Корольков докуривает сигарету и снова садится за чай.
— Почему же, устраивают, — говорю я и дую в кружку. — Ситуация вроде той, для которой сказано, что половина больше целого. А тебе все неймется плюнуть в сторону нашего поколения.
— Ладно. Мы вот выгребали грязь войны, видели ее последствия и еще много чего. Ладно. — Рудик хитро улыбается. — А вот ты, Серега, назови мне четыре события, которые тебе запомнились в жизни или были бы толчковыми к чему-то существенному.
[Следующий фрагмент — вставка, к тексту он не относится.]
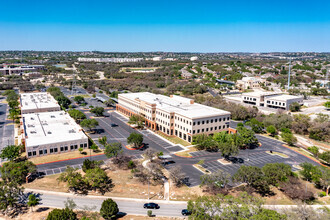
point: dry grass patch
(63, 156)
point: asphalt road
(252, 157)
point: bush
(58, 214)
(109, 209)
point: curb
(70, 159)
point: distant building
(51, 133)
(174, 115)
(193, 58)
(109, 60)
(271, 99)
(7, 70)
(38, 102)
(249, 83)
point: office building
(48, 133)
(174, 115)
(38, 102)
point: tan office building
(175, 115)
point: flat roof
(50, 127)
(177, 104)
(37, 100)
(283, 97)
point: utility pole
(289, 74)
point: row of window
(211, 129)
(251, 99)
(211, 121)
(279, 103)
(55, 150)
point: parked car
(185, 212)
(151, 205)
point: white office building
(38, 102)
(48, 133)
(271, 99)
(174, 115)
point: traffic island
(130, 147)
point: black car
(151, 205)
(185, 212)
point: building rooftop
(177, 104)
(50, 127)
(283, 97)
(37, 100)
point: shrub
(109, 209)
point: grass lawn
(62, 156)
(174, 140)
(125, 186)
(187, 152)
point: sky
(168, 25)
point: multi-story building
(174, 115)
(271, 99)
(38, 102)
(109, 60)
(51, 133)
(249, 83)
(7, 70)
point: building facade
(38, 102)
(51, 133)
(174, 115)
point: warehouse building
(48, 133)
(271, 99)
(38, 102)
(174, 115)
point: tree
(277, 173)
(289, 138)
(272, 130)
(112, 149)
(17, 171)
(10, 195)
(98, 111)
(79, 99)
(253, 177)
(89, 123)
(103, 140)
(97, 179)
(33, 201)
(215, 182)
(135, 139)
(177, 176)
(295, 107)
(11, 152)
(58, 214)
(76, 115)
(109, 209)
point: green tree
(11, 152)
(59, 214)
(79, 99)
(109, 209)
(272, 130)
(97, 179)
(277, 173)
(33, 201)
(98, 111)
(295, 107)
(77, 115)
(17, 171)
(112, 149)
(89, 123)
(135, 139)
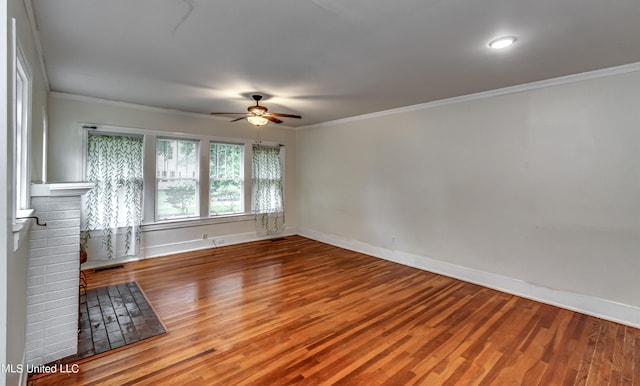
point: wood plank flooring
(297, 311)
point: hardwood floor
(297, 311)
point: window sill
(186, 223)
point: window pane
(176, 179)
(225, 177)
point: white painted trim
(61, 189)
(187, 223)
(624, 69)
(589, 305)
(154, 251)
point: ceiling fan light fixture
(257, 110)
(502, 42)
(257, 120)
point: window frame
(243, 167)
(22, 112)
(196, 179)
(149, 222)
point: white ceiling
(322, 59)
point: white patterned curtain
(114, 207)
(268, 202)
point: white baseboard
(153, 251)
(589, 305)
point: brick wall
(52, 280)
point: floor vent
(108, 268)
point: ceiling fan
(258, 115)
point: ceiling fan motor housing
(257, 110)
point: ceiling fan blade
(285, 115)
(272, 119)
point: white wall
(535, 192)
(13, 260)
(65, 152)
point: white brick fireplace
(53, 272)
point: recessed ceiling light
(502, 42)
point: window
(177, 182)
(192, 180)
(22, 113)
(114, 205)
(268, 202)
(225, 179)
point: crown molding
(596, 74)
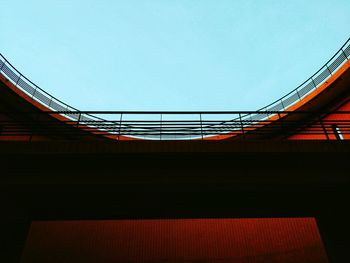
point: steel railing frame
(308, 86)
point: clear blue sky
(171, 54)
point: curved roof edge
(312, 85)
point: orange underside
(176, 240)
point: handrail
(309, 85)
(164, 127)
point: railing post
(19, 77)
(284, 108)
(324, 129)
(200, 118)
(120, 125)
(2, 65)
(345, 54)
(78, 121)
(160, 128)
(298, 95)
(242, 127)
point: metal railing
(179, 125)
(308, 86)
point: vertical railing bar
(120, 125)
(78, 121)
(242, 127)
(160, 128)
(324, 129)
(200, 118)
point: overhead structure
(316, 109)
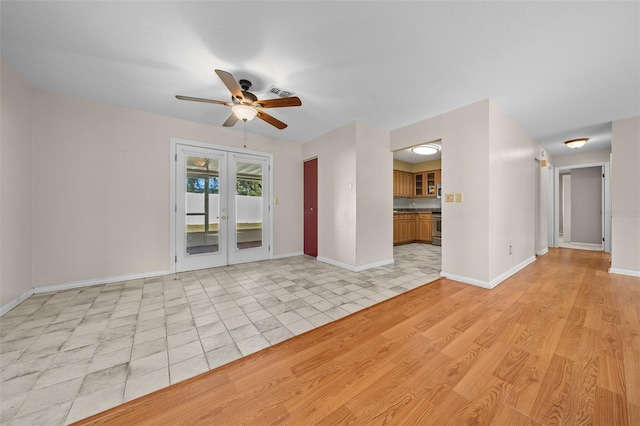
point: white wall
(464, 133)
(119, 160)
(512, 194)
(355, 195)
(566, 208)
(625, 195)
(578, 157)
(336, 153)
(489, 159)
(16, 187)
(374, 201)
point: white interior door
(248, 208)
(222, 208)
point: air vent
(277, 92)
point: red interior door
(311, 207)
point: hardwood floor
(558, 343)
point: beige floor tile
(110, 359)
(105, 378)
(146, 383)
(184, 352)
(91, 332)
(62, 373)
(50, 397)
(96, 402)
(54, 415)
(148, 364)
(188, 368)
(149, 348)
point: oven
(436, 228)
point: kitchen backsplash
(419, 203)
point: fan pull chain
(245, 134)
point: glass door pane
(248, 208)
(202, 221)
(249, 203)
(200, 210)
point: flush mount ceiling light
(244, 112)
(576, 143)
(425, 149)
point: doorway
(221, 209)
(582, 200)
(311, 207)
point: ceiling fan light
(425, 149)
(244, 112)
(576, 143)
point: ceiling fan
(244, 104)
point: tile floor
(67, 355)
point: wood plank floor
(557, 343)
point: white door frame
(173, 144)
(606, 202)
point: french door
(221, 209)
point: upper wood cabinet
(402, 184)
(420, 184)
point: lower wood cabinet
(410, 227)
(423, 227)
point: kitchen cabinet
(404, 228)
(411, 227)
(420, 186)
(402, 184)
(423, 227)
(432, 179)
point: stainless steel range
(436, 228)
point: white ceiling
(561, 69)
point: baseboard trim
(15, 302)
(98, 281)
(282, 256)
(629, 272)
(465, 280)
(356, 268)
(494, 282)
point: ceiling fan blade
(209, 101)
(280, 102)
(231, 84)
(271, 120)
(231, 121)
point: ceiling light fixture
(425, 149)
(576, 143)
(244, 112)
Пусть даже к крупной мысли.
Вопрос мне показался несложным, и я отвечаю почти сразу.
— Первая любовь. Раз.
— Раз.
— Второе… — я некоторое время размышляю. — Меня потрясло, когда отец, а он у меня всю войну окопы грел, заплакал, увидев мой новенький студенческий билет.
— Два.
— Третье… когда я в первый раз назвал человека свиньей. Он это заслуживал.
— И последнее.
Оказывается, не так-то это просто.
— А почему, собственно, четыре события, а не три? — спрашиваю я Королькова. — Три — это по-русски. Зачем четыре-то?
— Я думаю, ты понял, что я хотел сказать.
— Ну, ты фрукт! — возмущаюсь я. — Так дела не делаются.
— Именно так они и делаются.
— А вот взять тебя, — настраиваюсь я на атаку. — Со шпаной сотрудничал в свое время?
— Да. На атасе стоял.
— Странное дело. Кого из вас ни спросишь — все на атасе стояли. А куда же
Рудик посмеивается.
— Ты сам-то можешь вспомнить хоть одно солидное событие? — чувствую я себя «на плечах противника».
— Есть немного, — успокаивается он и умолкает. Я, довольный, жду.
— Раз рапортовал министру от лица пролетариев электролампового завода, когда там работал.
— Да. На тебя где сядешь, там и слезешь, — говорю я с удовольствием.
— Мы люди простые, говорим стихами, — скромничает Рудик на свой лад. Это его излюбленная присказка.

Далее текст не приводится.